Risk-Adjusted Performance

64 of 100

 
Weak
 
Strong
Market Crasher
Compared to the overall equity markets, risk-adjusted returns on investments in Global X 0 3 are ranked lower than 64 (%) of all global equities and portfolios over the last 90 days. Despite somewhat strong forward indicators, Global X is not utilizing all of its potentials. The recent stock price disturbance, may contribute to short-term losses for the investors.

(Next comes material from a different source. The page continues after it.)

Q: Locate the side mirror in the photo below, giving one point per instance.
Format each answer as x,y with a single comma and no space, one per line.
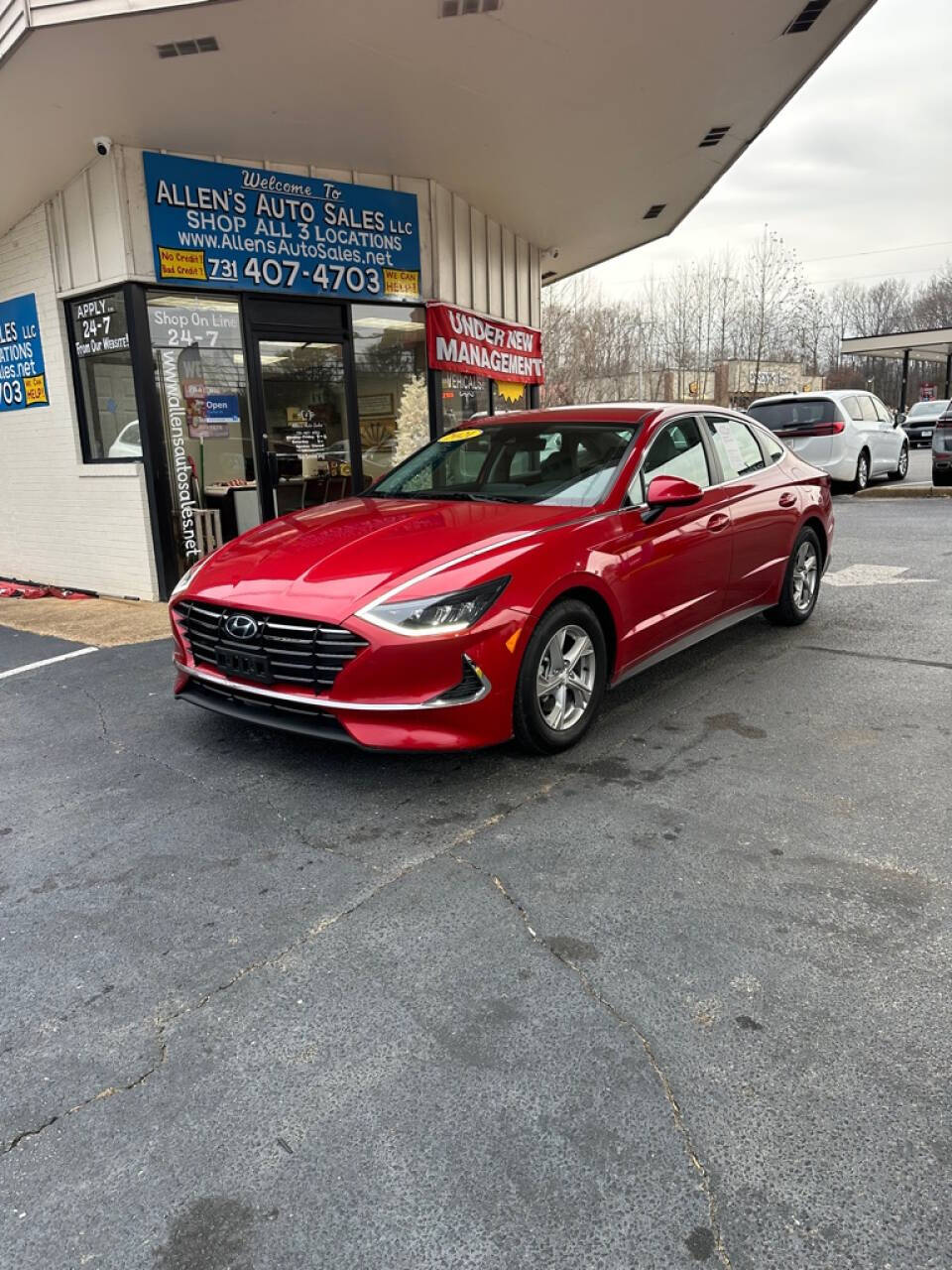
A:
666,492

First Asset and Global X Volatility Contrast

   Predicted Return Density   
       Returns  

Pair Trading with First Asset and Global X

The main advantage of trading using opposite First Asset and Global X positions is that it hedges away some unsystematic risk. Because of two separate transactions, even if First Asset position performs unexpectedly, Global X can make up some of the losses. Pair trading also minimizes risk from directional movements in the market. For example, if an entire industry or sector drops because of unexpected headlines, the short position in Global X will offset losses from the drop in Global X's long position.
The idea behind First Asset Tech and Global X 0 3 pairs trading is to make the combined position market-neutral, meaning the overall market's direction will not affect its win or loss (or potential downside or upside). This can be achieved by designing a pairs trade with two highly correlated stocks or equities that operate in a similar space or sector, making it possible to obtain profits through simple and relatively low-risk investment.
Check out your portfolio center.
Note that this page's information should be used as a complementary analysis to find the right mix of equity instruments to add to your existing portfolios or create a brand new portfolio. You can also try the Risk-Return Analysis module to view associations between returns expected from investment and the risk you assume.